Three days after his capture, the Saudi Arabia-led coalition bombed the area. When the corrugated metal wall of Ali’s cell was damaged, he escaped. He said other captured fighters did not escape with him and he has no news of them.

Houthi forces have continued to unlawfully detain aid workers and confiscate relief supplies, as Human Rights Watch has previously documented. On April 5, Houthi forces detained Muhammad Abd al-Wasa, an aid worker, and his colleague Sadeq al-Kumeri, while they were transporting medical supplies from Buraiqah to Muaala, both neighborhoods in Aden, al-Wasa said. Houthi forces seized the supplies they were transporting and detained and interrogated them, accusing them of being affiliated with ISIS. One of their guards allowed them to escape on April 20.

On April 7, at a checkpoint, the Houthis stopped a volunteer aid worker with a medical organization and two others who were taking medical supplies to a clinic in Muaala, according to Omar al-Hadar, 19, who was later detained with them. The aid worker told al-Hadar that the Houthis had accused them of bringing the medical supplies, which the Houthis seized, to southern forces. The captors finally released al-Hadar, but he said Houthi commanders had denied all knowledge of the aid workers when his family inquired, and the fate and whereabouts of the aid worker and the two others remains unknown.

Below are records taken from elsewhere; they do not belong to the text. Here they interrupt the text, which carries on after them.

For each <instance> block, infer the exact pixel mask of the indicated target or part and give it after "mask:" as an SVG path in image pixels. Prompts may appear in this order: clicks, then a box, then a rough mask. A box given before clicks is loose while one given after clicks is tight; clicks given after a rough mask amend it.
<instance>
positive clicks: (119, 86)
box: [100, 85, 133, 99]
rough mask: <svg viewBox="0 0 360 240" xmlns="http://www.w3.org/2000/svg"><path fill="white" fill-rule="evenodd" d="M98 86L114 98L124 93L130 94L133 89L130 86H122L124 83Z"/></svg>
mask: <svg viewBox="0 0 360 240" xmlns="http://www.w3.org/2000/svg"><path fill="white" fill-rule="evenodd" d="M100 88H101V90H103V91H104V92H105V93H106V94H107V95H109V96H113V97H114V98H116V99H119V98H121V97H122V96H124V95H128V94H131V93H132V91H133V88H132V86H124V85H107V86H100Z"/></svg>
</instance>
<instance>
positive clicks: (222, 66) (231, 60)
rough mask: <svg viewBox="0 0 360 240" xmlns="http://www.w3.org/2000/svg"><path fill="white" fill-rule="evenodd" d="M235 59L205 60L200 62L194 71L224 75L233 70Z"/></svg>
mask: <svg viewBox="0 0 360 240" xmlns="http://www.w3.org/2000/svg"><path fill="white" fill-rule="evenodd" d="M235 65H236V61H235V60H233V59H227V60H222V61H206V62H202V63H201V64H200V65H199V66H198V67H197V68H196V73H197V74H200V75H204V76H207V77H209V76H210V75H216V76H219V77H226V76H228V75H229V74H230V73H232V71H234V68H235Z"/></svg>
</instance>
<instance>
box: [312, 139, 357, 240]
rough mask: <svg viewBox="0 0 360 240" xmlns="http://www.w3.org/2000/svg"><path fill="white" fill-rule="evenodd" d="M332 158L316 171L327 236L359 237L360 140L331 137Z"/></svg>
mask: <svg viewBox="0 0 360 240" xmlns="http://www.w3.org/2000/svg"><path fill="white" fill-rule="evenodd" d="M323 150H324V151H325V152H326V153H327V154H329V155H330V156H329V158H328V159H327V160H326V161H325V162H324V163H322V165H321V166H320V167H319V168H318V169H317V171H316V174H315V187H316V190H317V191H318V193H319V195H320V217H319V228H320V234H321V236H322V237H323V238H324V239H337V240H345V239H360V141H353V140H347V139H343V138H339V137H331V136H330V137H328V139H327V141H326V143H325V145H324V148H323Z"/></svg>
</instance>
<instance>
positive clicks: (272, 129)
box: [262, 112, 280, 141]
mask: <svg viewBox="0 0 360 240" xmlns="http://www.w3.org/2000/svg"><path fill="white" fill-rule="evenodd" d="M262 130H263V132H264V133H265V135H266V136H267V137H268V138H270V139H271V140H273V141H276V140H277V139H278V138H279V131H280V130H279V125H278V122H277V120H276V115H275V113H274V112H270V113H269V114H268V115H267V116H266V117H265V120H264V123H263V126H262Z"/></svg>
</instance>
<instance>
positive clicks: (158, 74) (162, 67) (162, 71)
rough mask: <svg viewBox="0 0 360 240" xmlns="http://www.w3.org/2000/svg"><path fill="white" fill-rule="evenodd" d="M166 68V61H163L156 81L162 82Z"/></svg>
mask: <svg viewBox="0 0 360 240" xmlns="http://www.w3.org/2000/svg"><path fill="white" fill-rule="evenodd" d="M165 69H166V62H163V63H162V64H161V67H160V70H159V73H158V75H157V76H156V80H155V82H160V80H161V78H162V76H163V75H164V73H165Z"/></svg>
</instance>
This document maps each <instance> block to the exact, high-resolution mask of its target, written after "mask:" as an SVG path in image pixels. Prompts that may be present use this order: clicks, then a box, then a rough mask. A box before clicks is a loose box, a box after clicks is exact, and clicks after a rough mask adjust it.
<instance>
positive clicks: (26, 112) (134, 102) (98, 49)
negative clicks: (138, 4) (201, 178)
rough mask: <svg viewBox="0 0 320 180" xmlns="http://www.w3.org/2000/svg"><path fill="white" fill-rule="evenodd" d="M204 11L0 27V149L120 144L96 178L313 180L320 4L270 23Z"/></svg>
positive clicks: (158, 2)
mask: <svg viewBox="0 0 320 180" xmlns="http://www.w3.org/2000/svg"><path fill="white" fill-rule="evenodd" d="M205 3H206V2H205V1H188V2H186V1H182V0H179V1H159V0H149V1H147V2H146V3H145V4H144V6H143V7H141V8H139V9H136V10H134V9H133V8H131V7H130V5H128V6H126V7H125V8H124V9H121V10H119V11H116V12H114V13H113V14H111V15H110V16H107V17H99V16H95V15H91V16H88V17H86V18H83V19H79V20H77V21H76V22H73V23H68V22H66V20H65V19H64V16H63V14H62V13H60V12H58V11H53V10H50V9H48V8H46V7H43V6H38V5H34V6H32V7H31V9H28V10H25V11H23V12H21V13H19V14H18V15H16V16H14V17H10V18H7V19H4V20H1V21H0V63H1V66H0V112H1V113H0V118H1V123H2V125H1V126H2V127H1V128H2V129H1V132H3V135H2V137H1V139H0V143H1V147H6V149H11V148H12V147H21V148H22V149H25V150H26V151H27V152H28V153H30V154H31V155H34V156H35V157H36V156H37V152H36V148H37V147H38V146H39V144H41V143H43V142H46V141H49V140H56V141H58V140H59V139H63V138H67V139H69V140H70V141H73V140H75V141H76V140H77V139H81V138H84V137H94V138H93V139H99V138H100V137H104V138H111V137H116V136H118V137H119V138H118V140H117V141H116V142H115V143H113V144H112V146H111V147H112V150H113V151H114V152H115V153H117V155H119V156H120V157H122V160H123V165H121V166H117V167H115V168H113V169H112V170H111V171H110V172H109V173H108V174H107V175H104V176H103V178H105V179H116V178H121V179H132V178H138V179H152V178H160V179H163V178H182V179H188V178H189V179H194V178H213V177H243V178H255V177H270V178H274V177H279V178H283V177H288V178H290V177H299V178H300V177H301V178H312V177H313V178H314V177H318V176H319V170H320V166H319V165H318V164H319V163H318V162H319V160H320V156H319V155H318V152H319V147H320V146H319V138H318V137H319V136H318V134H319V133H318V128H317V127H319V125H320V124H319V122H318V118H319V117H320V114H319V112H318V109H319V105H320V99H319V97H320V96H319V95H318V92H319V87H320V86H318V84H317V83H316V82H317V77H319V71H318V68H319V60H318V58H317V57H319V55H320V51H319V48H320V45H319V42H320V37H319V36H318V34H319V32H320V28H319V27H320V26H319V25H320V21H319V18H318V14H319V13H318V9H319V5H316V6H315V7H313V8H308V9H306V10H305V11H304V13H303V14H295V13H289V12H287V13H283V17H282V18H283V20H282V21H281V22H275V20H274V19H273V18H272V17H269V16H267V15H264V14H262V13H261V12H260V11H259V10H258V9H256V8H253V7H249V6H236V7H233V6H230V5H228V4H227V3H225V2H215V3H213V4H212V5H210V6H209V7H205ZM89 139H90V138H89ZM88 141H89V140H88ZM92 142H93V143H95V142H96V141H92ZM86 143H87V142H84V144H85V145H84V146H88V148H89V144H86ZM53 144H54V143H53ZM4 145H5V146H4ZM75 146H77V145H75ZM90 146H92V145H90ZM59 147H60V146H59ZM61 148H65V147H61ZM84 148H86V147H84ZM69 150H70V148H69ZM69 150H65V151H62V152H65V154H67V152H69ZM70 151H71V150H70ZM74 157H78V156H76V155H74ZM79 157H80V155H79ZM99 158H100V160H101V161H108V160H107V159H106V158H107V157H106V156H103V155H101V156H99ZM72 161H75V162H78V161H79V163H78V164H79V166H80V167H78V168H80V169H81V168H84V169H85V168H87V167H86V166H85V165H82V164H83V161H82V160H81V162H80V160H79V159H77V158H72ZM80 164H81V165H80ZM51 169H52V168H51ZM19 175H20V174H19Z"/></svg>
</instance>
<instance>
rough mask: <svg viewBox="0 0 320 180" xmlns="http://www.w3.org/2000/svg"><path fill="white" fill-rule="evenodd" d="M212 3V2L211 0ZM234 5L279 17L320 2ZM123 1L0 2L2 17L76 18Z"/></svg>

Muaad Nabil Saleh told Human Rights Watch that Houthi forces at the al-Alam checkpoint on the road from Aden to Abyan stopped his car at 8 a.m. on June 22. He was driving his cousins Saleh Ahmad al-Quashashi, 26, and Omar Saleh al-Hibshi, 25, and al-Hibshi’s mother out of Aden to escape the fighting. They forced al-Quashashi and al-Hibshi out of the car and told Saleh to drive away with the mother and threatened to shoot him if he did not obey. The family tried to contact Houthi commanders, who said they had no information about the two men, and their whereabouts are unknown.